Expert View: Alastair Woodgate wonders what the market will have in store in 2017
PUBLISHED: 09:25 16 January 2017 | UPDATED: 11:36 16 January 2017
There were two significant influences on the housing market in 2016: the introduction of a higher rate of stamp duty on second homes and the Brexit poll which triggered uncertainty in the market that will linger into 2017.
But nationally, house prices were still up by 6.9 per cent. What will 2017 have in store?
Much is written about the luxury end of the market but this isn’t the important sector as we head into 2017. First-time buyers underpin the housing market. So how will they fare?
There’s now a better chance of getting on the property ladder than for many years.

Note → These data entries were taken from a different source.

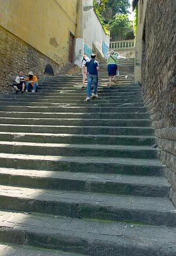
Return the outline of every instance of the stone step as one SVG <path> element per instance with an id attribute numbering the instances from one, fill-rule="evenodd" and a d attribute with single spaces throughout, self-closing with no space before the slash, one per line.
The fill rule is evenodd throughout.
<path id="1" fill-rule="evenodd" d="M 0 140 L 6 141 L 38 142 L 44 143 L 85 143 L 152 146 L 156 143 L 154 136 L 109 134 L 67 134 L 52 133 L 26 133 L 0 132 Z"/>
<path id="2" fill-rule="evenodd" d="M 84 119 L 84 118 L 36 118 L 1 117 L 1 124 L 19 124 L 63 126 L 99 126 L 150 127 L 151 120 L 148 119 Z M 74 129 L 74 127 L 73 127 Z"/>
<path id="3" fill-rule="evenodd" d="M 0 152 L 39 156 L 88 156 L 154 159 L 158 149 L 148 146 L 0 141 Z"/>
<path id="4" fill-rule="evenodd" d="M 43 113 L 0 111 L 1 117 L 28 118 L 133 119 L 149 120 L 148 113 Z"/>
<path id="5" fill-rule="evenodd" d="M 125 78 L 125 76 L 128 76 L 129 74 L 129 76 L 127 76 L 127 78 Z M 116 77 L 116 80 L 122 80 L 122 81 L 131 81 L 132 80 L 134 82 L 134 77 L 132 76 L 133 74 L 131 72 L 129 72 L 128 70 L 126 71 L 126 72 L 124 73 L 120 73 L 120 75 Z M 99 79 L 99 82 L 101 82 L 104 79 L 109 79 L 109 77 L 108 74 L 105 74 L 104 76 L 101 76 L 101 78 Z M 52 80 L 51 79 L 44 79 L 40 81 L 40 83 L 42 84 L 49 82 L 50 83 L 67 83 L 67 81 L 68 82 L 73 82 L 73 81 L 83 81 L 83 77 L 82 76 L 79 76 L 77 77 L 62 77 L 62 78 L 58 78 L 58 79 L 53 79 Z"/>
<path id="6" fill-rule="evenodd" d="M 86 99 L 86 97 L 85 98 Z M 54 100 L 54 102 L 48 102 L 47 100 L 46 100 L 45 101 L 42 101 L 40 102 L 40 100 L 35 100 L 35 99 L 33 100 L 33 102 L 31 102 L 31 100 L 25 100 L 25 99 L 24 100 L 21 100 L 20 99 L 13 99 L 12 100 L 9 100 L 9 99 L 7 99 L 6 100 L 0 100 L 0 106 L 22 106 L 23 108 L 23 106 L 26 106 L 26 105 L 28 106 L 40 106 L 40 107 L 44 107 L 44 106 L 54 106 L 54 107 L 57 107 L 57 106 L 65 106 L 65 105 L 67 106 L 72 106 L 73 107 L 76 106 L 77 108 L 80 108 L 80 107 L 84 107 L 84 106 L 90 106 L 92 105 L 94 105 L 94 108 L 96 107 L 109 107 L 109 108 L 110 107 L 116 107 L 116 106 L 124 106 L 125 108 L 126 107 L 129 107 L 129 106 L 131 106 L 131 107 L 134 107 L 134 108 L 137 108 L 139 107 L 139 109 L 144 109 L 143 108 L 143 104 L 141 103 L 141 102 L 136 102 L 136 103 L 121 103 L 121 102 L 118 102 L 118 100 L 106 100 L 106 99 L 91 99 L 91 100 L 89 100 L 88 102 L 86 101 L 85 100 L 60 100 L 58 102 L 56 102 Z M 109 101 L 111 101 L 111 102 L 109 102 Z M 145 108 L 145 109 L 146 109 L 146 108 Z M 142 109 L 140 109 L 140 110 Z"/>
<path id="7" fill-rule="evenodd" d="M 122 105 L 121 105 L 122 106 Z M 77 106 L 70 104 L 60 104 L 54 105 L 51 106 L 34 106 L 25 105 L 14 105 L 10 106 L 10 102 L 7 103 L 6 106 L 0 105 L 0 111 L 28 111 L 28 112 L 38 112 L 44 113 L 143 113 L 147 112 L 147 108 L 144 107 L 133 107 L 131 106 L 123 105 L 119 107 L 108 107 L 91 106 L 84 104 L 84 106 Z"/>
<path id="8" fill-rule="evenodd" d="M 0 184 L 138 196 L 169 197 L 170 186 L 161 177 L 128 176 L 1 168 Z"/>
<path id="9" fill-rule="evenodd" d="M 67 94 L 67 91 L 62 91 L 61 92 L 60 90 L 52 90 L 51 91 L 52 92 L 48 92 L 47 93 L 47 96 L 52 96 L 52 94 L 54 94 L 53 96 L 58 96 L 58 97 L 61 97 L 63 99 L 64 99 L 65 96 L 65 94 Z M 83 97 L 86 95 L 86 92 L 85 90 L 81 90 L 81 94 L 79 92 L 77 92 L 77 91 L 71 91 L 70 93 L 68 93 L 67 95 L 70 95 L 70 97 L 74 97 L 75 95 L 79 98 L 80 97 Z M 69 91 L 68 91 L 68 92 L 69 92 Z M 40 96 L 42 96 L 42 93 L 45 93 L 45 90 L 44 90 L 43 91 L 40 91 L 40 92 L 36 92 L 35 93 L 24 93 L 24 94 L 21 94 L 21 93 L 18 93 L 17 95 L 13 93 L 13 94 L 10 94 L 10 95 L 2 95 L 0 97 L 0 100 L 3 100 L 5 99 L 8 99 L 8 98 L 11 98 L 11 99 L 20 99 L 21 100 L 22 100 L 23 99 L 28 99 L 28 97 L 29 97 L 29 99 L 30 99 L 30 97 L 32 97 L 33 99 L 35 99 L 36 97 L 40 97 Z M 51 94 L 52 93 L 52 94 Z M 55 95 L 54 95 L 55 93 Z M 73 94 L 74 93 L 74 94 Z M 98 92 L 97 92 L 98 93 Z M 111 93 L 113 93 L 113 92 L 111 91 Z M 101 92 L 99 92 L 99 95 L 101 95 Z M 102 95 L 104 97 L 108 97 L 108 95 L 107 95 L 107 94 L 106 94 L 106 92 Z M 115 99 L 115 97 L 124 97 L 124 99 L 129 99 L 131 97 L 142 97 L 142 93 L 140 91 L 137 91 L 137 92 L 118 92 L 116 91 L 115 92 L 115 93 L 113 93 L 113 95 L 111 94 L 111 96 L 114 97 Z"/>
<path id="10" fill-rule="evenodd" d="M 74 85 L 70 85 L 68 86 L 69 84 L 67 84 L 65 86 L 55 86 L 54 85 L 52 85 L 52 88 L 54 88 L 54 87 L 58 87 L 58 90 L 61 89 L 61 90 L 67 90 L 67 91 L 69 91 L 69 90 L 77 90 L 77 92 L 82 92 L 81 90 L 80 90 L 80 88 L 77 88 L 76 86 L 75 86 L 75 83 L 72 83 L 74 84 Z M 79 83 L 79 84 L 82 85 L 82 83 Z M 45 86 L 41 86 L 41 88 L 45 88 Z M 115 92 L 118 92 L 119 90 L 129 90 L 130 92 L 133 92 L 133 90 L 136 90 L 136 89 L 140 89 L 141 91 L 141 88 L 140 86 L 138 86 L 136 84 L 124 84 L 124 85 L 119 85 L 118 86 L 116 87 L 111 87 L 111 88 L 108 88 L 108 87 L 105 87 L 104 86 L 100 86 L 99 85 L 98 86 L 98 92 L 99 90 L 101 90 L 102 92 L 113 92 L 115 93 Z"/>
<path id="11" fill-rule="evenodd" d="M 0 226 L 1 228 L 1 226 Z M 5 239 L 4 239 L 5 240 Z M 20 240 L 19 240 L 20 241 Z M 12 241 L 12 243 L 13 241 Z M 26 245 L 0 244 L 1 256 L 84 256 L 70 252 L 58 251 L 57 250 L 45 249 L 42 248 Z M 38 244 L 39 245 L 39 244 Z M 85 256 L 85 255 L 84 255 Z"/>
<path id="12" fill-rule="evenodd" d="M 0 153 L 1 168 L 52 172 L 162 176 L 165 166 L 158 160 L 95 157 L 47 156 Z"/>
<path id="13" fill-rule="evenodd" d="M 44 93 L 46 93 L 47 96 L 52 96 L 51 93 L 54 94 L 54 96 L 67 96 L 67 95 L 70 95 L 73 96 L 74 95 L 76 95 L 77 96 L 80 96 L 82 95 L 82 93 L 86 93 L 86 88 L 77 88 L 74 87 L 70 88 L 70 90 L 65 90 L 64 87 L 60 87 L 60 88 L 57 88 L 56 87 L 56 89 L 54 90 L 53 87 L 50 87 L 50 90 L 45 90 L 46 86 L 44 87 L 43 88 L 42 88 L 41 90 L 40 90 L 37 93 L 24 93 L 24 94 L 21 94 L 20 93 L 19 93 L 18 94 L 15 94 L 14 92 L 10 92 L 8 95 L 4 94 L 2 95 L 1 97 L 12 97 L 12 95 L 14 97 L 41 97 L 42 94 L 44 95 Z M 97 93 L 99 93 L 100 95 L 102 96 L 114 96 L 114 97 L 122 97 L 119 93 L 120 92 L 125 92 L 128 93 L 130 92 L 129 95 L 128 93 L 125 93 L 125 97 L 129 97 L 131 95 L 131 92 L 137 92 L 137 93 L 140 93 L 141 94 L 141 90 L 140 89 L 120 89 L 120 90 L 113 90 L 113 88 L 107 88 L 106 90 L 102 90 L 101 88 L 98 89 Z M 118 87 L 116 87 L 118 88 Z M 55 93 L 58 93 L 58 95 L 56 95 Z M 9 96 L 8 96 L 9 95 Z M 125 97 L 124 97 L 125 98 Z"/>
<path id="14" fill-rule="evenodd" d="M 75 97 L 75 96 L 77 96 L 78 97 L 81 97 L 83 95 L 84 96 L 84 95 L 86 95 L 86 88 L 83 89 L 83 90 L 53 90 L 53 88 L 49 88 L 49 90 L 45 89 L 45 87 L 44 88 L 41 88 L 41 90 L 37 92 L 37 93 L 24 93 L 24 94 L 21 94 L 21 93 L 18 93 L 18 94 L 15 94 L 14 95 L 14 92 L 11 92 L 10 94 L 7 95 L 1 95 L 1 98 L 12 98 L 14 97 L 15 98 L 22 98 L 22 97 L 44 97 L 44 94 L 46 94 L 46 96 L 51 96 L 50 93 L 57 93 L 58 94 L 58 95 L 56 95 L 55 97 L 66 97 L 66 96 L 71 96 L 71 97 Z M 108 91 L 108 90 L 107 90 Z M 123 89 L 120 89 L 118 90 L 117 92 L 112 92 L 111 90 L 109 91 L 109 92 L 104 92 L 104 90 L 99 90 L 97 92 L 97 93 L 99 93 L 99 96 L 104 96 L 104 97 L 121 97 L 121 95 L 120 93 L 121 92 L 129 92 L 130 89 L 126 89 L 126 90 L 123 90 Z M 136 93 L 140 93 L 141 94 L 141 89 L 134 89 L 133 92 L 136 92 Z M 125 95 L 125 96 L 127 97 L 130 97 L 131 93 L 131 92 Z M 129 96 L 128 96 L 129 95 Z"/>
<path id="15" fill-rule="evenodd" d="M 0 186 L 0 209 L 76 218 L 132 221 L 176 227 L 176 210 L 167 198 L 99 194 Z"/>
<path id="16" fill-rule="evenodd" d="M 118 87 L 117 87 L 118 88 Z M 120 97 L 120 94 L 119 94 L 119 93 L 121 92 L 129 92 L 130 93 L 129 95 L 131 95 L 131 92 L 137 92 L 137 93 L 141 93 L 141 88 L 138 88 L 138 89 L 119 89 L 118 90 L 115 91 L 112 91 L 111 88 L 110 88 L 109 90 L 102 90 L 101 88 L 98 89 L 97 91 L 97 93 L 99 93 L 100 95 L 101 96 L 113 96 L 113 97 Z M 74 96 L 74 95 L 76 95 L 77 96 L 79 95 L 81 96 L 83 93 L 84 93 L 86 94 L 86 86 L 84 87 L 84 88 L 79 88 L 77 90 L 66 90 L 64 89 L 61 90 L 60 88 L 58 88 L 58 89 L 57 89 L 57 88 L 56 87 L 56 89 L 54 90 L 53 87 L 51 87 L 51 86 L 44 86 L 44 87 L 42 87 L 41 89 L 40 90 L 40 91 L 37 93 L 24 93 L 22 95 L 22 97 L 24 97 L 24 95 L 26 97 L 36 97 L 36 96 L 40 96 L 40 93 L 49 93 L 47 94 L 47 95 L 50 95 L 49 93 L 61 93 L 62 96 Z M 10 93 L 9 94 L 9 95 L 12 95 L 12 93 Z M 14 93 L 13 93 L 13 95 L 14 95 Z M 61 96 L 61 95 L 58 95 L 58 96 Z M 127 96 L 127 95 L 126 95 L 125 96 Z M 5 96 L 3 96 L 5 97 Z M 21 97 L 21 94 L 20 93 L 18 93 L 17 95 L 15 95 L 15 97 Z"/>
<path id="17" fill-rule="evenodd" d="M 13 97 L 14 95 L 14 97 Z M 93 100 L 93 102 L 120 102 L 121 103 L 123 102 L 143 102 L 142 97 L 139 95 L 132 94 L 129 95 L 120 95 L 119 94 L 116 95 L 105 95 L 102 93 L 99 93 L 99 98 L 96 99 L 91 99 L 91 100 Z M 56 102 L 65 102 L 65 100 L 67 99 L 68 102 L 72 101 L 74 102 L 83 102 L 85 103 L 85 99 L 86 97 L 86 93 L 65 93 L 63 95 L 63 93 L 61 92 L 48 92 L 45 93 L 44 92 L 36 93 L 34 95 L 31 94 L 30 93 L 28 93 L 28 95 L 20 95 L 20 94 L 10 94 L 10 97 L 1 97 L 0 100 L 1 101 L 12 101 L 12 102 L 54 102 L 54 100 Z"/>
<path id="18" fill-rule="evenodd" d="M 154 129 L 151 127 L 99 127 L 99 126 L 65 126 L 65 125 L 34 125 L 0 124 L 0 131 L 40 133 L 67 133 L 69 134 L 110 134 L 125 136 L 153 136 Z"/>
<path id="19" fill-rule="evenodd" d="M 48 97 L 45 97 L 44 96 L 44 98 L 43 97 L 43 96 L 42 95 L 38 95 L 37 97 L 31 97 L 30 98 L 23 98 L 22 99 L 21 99 L 20 97 L 19 98 L 19 101 L 20 102 L 44 102 L 44 103 L 62 103 L 62 101 L 65 102 L 65 103 L 69 103 L 70 102 L 77 102 L 79 104 L 80 104 L 79 102 L 83 102 L 84 103 L 84 100 L 86 99 L 86 95 L 83 95 L 82 99 L 79 99 L 78 100 L 74 100 L 74 99 L 73 98 L 78 98 L 78 97 L 77 96 L 74 96 L 73 97 L 67 97 L 67 97 L 63 97 L 64 100 L 63 100 L 63 98 L 61 96 L 60 97 L 58 97 L 58 96 L 48 96 Z M 48 99 L 48 98 L 49 98 Z M 112 99 L 111 99 L 112 98 Z M 111 103 L 117 103 L 117 104 L 132 104 L 132 103 L 136 103 L 136 104 L 140 104 L 141 106 L 143 106 L 143 99 L 140 99 L 140 98 L 135 98 L 133 97 L 132 99 L 121 99 L 120 97 L 111 97 L 110 99 L 108 99 L 108 97 L 103 97 L 103 98 L 100 98 L 100 97 L 99 97 L 99 99 L 102 99 L 104 100 L 104 101 L 107 103 L 107 104 L 111 104 Z M 10 101 L 10 100 L 13 100 L 13 96 L 12 98 L 9 98 L 9 101 Z M 26 100 L 25 100 L 26 99 Z M 17 100 L 17 99 L 15 99 L 15 100 Z M 103 101 L 103 103 L 104 103 Z M 64 102 L 63 102 L 64 103 Z M 101 102 L 102 103 L 102 102 Z M 74 103 L 72 103 L 74 104 Z M 138 105 L 140 106 L 140 105 Z"/>
<path id="20" fill-rule="evenodd" d="M 175 256 L 176 253 L 175 229 L 172 227 L 4 211 L 0 215 L 1 243 L 20 244 L 19 249 L 18 245 L 10 248 L 13 254 L 3 256 L 78 256 L 70 252 L 56 254 L 54 249 L 90 256 L 132 256 L 132 251 L 134 256 Z M 41 248 L 31 249 L 26 245 L 53 250 L 45 253 Z M 26 253 L 29 250 L 31 254 Z M 37 253 L 33 254 L 33 250 Z M 40 250 L 39 254 L 37 250 Z"/>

Interest rates remain low, mortgage lenders are keen to lend and stamp duty changes have reduced the number of buy-to-let investors.
But buying will remain a challenge in our district where prices are historically high and where first-time buyers may find it even harder to raise sufficient deposits, despite higher than average earnings.
Relentless rises in house prices have contributed to a huge squeeze on home ownership rates among the under-25s. In two decades, the proportion of young people owning their home has fallen from 46 per cent to just 20 per cent, while property prices have soared by 475 per cent.
In 2016, 190,000 homes were built in England but there’s a need for 300,000 homes a year. Proposals for 14 new garden villages and three garden towns will create 48,000 new homes, but the effects won’t be felt in 2017 and won’t impact on the market locally.
So the supply problem will persist and that will sustain house prices, which, in our region, have defied the worst predictions in the light of the EU referendum.
For 2017, most experts think growth will slow but remain positive, with increases of around 2-3 per cent. This growth will come because demand for housing remains well above supply.
So affordability will remain very much to the fore, creating difficulties for first-time buyers whose incomes may fall in real terms. Many will continue to rely on the Bank of Mum and Dad for help with raising a mortgage deposit, while others will look to Help-to-Buy schemes.
So it seems unlikely that 2017 will see a swift solution emerge. If 2016 is anything to go by there will be lots of surprises.
But one thing never changes: people will still want roofs over their heads and more affordable homes will be required, particularly for first-time buyers. In the world of housing, that is where government energies must lie.